I will guarantee that no drag queen story hour has featured a tale as depraved as any of these. No children should be exposed to works of sadomasochistic pornography just because some prurient portion of the population deems them sacred scripture.

In short, if we want to protect children from exposure to sexual materials and from sexual assault, we should protect them from the ravages of a church culture that would exploit their bodies and ravish their souls.

Sen. Stubblefield and Gov. Sanders, if you take seriously the need to save the children of Arkansas from the horrors of abuse, you will demand a bill designating churches as adult-only zones. After all, compared to drag shows, churches in this state are absolute dens of iniquity.

thistimelineisweird on January 27th, 2023 at 20:47 UTC »

Drag performers could register a non-profit church the way John Oliver did.

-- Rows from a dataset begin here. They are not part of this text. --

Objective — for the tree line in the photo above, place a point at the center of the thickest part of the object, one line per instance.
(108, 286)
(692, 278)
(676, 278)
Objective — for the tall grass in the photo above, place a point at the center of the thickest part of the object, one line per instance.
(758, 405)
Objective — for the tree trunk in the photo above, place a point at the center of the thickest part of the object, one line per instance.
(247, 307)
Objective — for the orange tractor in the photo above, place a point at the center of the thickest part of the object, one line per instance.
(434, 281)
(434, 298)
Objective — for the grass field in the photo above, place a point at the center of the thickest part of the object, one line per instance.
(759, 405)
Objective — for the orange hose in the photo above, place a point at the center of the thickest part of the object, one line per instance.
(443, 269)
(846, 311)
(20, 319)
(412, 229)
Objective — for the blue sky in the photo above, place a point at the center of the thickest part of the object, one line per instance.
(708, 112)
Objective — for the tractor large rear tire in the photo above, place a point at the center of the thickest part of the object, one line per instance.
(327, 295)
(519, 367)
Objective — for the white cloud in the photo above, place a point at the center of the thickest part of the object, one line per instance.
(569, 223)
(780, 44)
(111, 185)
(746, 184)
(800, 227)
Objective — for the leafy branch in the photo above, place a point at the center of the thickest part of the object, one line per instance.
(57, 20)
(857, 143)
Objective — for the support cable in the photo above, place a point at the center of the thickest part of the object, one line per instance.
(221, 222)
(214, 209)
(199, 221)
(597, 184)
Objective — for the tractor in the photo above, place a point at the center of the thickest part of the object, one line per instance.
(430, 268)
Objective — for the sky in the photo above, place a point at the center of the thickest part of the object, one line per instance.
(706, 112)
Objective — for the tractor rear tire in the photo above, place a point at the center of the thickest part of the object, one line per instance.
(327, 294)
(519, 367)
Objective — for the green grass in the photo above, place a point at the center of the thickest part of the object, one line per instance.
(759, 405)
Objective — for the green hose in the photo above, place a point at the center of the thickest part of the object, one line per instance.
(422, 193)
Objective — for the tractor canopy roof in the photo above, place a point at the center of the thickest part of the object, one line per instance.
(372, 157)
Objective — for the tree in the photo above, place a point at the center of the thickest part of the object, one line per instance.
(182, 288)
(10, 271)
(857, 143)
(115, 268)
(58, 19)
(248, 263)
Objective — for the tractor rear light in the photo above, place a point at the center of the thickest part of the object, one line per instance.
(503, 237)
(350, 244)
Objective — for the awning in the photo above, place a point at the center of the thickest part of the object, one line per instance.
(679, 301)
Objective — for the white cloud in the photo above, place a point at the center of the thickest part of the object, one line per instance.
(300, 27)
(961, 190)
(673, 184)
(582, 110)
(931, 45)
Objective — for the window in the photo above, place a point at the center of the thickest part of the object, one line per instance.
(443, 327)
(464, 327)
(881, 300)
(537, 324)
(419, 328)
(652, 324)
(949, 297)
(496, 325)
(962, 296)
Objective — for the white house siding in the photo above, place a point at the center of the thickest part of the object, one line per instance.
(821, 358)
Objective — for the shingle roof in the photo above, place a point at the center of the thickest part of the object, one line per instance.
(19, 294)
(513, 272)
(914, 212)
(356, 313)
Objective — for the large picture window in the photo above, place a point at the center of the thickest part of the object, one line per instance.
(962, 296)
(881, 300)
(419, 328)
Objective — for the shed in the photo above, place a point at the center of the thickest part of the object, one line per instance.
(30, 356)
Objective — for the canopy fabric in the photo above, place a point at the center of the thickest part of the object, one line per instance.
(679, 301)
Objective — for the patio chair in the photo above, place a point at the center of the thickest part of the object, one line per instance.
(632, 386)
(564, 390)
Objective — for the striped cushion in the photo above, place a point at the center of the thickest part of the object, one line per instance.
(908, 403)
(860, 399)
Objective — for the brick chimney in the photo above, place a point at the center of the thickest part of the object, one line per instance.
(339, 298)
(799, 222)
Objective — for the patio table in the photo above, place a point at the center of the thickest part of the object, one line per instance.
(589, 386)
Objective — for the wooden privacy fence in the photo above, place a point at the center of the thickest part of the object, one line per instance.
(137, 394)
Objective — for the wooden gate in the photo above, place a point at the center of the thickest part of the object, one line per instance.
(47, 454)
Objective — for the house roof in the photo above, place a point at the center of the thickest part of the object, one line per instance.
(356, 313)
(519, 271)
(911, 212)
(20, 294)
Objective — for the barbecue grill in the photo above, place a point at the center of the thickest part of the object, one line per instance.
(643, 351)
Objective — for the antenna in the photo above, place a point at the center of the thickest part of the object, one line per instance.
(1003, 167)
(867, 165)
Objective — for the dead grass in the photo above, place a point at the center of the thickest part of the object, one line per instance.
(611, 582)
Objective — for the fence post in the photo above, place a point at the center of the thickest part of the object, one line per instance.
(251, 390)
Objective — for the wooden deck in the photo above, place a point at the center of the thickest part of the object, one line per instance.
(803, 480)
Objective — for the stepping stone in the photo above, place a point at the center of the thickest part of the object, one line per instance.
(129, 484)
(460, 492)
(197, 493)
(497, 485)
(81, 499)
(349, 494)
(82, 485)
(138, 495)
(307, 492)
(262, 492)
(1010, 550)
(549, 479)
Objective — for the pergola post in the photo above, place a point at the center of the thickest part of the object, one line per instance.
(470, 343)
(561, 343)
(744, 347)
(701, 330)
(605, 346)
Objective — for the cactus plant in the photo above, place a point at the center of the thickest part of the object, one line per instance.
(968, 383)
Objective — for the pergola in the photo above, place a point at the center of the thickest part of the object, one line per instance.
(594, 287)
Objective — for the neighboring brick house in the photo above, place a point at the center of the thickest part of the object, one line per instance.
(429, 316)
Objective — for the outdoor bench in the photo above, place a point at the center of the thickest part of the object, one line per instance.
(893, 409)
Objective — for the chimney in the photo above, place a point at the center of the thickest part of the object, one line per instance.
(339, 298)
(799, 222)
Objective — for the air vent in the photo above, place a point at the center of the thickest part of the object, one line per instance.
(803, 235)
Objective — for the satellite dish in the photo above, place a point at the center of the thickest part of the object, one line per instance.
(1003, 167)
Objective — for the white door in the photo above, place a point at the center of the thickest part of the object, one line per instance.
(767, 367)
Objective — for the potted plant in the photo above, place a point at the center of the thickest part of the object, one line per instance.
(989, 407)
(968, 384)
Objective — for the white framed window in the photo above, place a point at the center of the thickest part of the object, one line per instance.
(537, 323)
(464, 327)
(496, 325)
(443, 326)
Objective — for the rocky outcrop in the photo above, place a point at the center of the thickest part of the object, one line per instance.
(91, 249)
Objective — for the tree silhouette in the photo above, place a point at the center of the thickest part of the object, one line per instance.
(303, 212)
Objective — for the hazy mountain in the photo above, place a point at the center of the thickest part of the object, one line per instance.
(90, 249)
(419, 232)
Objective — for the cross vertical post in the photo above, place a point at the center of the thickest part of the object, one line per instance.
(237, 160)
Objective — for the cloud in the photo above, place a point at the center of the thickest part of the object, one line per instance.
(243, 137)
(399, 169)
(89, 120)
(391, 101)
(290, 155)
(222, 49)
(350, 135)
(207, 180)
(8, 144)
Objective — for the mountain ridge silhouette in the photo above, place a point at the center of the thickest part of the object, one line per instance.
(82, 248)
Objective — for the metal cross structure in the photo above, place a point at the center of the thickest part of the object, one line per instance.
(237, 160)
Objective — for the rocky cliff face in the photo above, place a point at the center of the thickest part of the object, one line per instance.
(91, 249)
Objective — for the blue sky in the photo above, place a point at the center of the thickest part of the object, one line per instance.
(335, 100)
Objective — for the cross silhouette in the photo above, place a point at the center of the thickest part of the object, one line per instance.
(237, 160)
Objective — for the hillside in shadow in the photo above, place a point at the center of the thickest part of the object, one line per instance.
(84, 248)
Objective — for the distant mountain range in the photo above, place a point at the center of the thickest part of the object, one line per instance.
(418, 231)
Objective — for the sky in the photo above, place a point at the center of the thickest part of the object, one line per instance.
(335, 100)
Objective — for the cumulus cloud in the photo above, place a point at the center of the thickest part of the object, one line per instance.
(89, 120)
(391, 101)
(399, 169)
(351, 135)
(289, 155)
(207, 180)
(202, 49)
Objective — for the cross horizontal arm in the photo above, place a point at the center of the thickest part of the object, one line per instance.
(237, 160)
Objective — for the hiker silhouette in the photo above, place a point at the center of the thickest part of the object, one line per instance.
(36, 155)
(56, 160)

Now it is about religious freedom.

epistaxis64 on January 27th, 2023 at 20:20 UTC »

Man this would be the absolute best outside of taking away their tax exempt status.

The_Navy_Sox on January 27th, 2023 at 20:18 UTC »

Before anyone gets mad they are saying if we are banning kids from drag shows, they should be banned from church which is a place where kids have been sexually assaulted many times, unlike drag shows. It's more tongue in cheek than anything.

It also makes the point of some verses in the bible being adult content that is not suitable for children, so it should be kept from kids the same way books are being removed from schools that have gay or trans characters.

This is not an attack on religion, but showing how ridiculous these bans on other things are.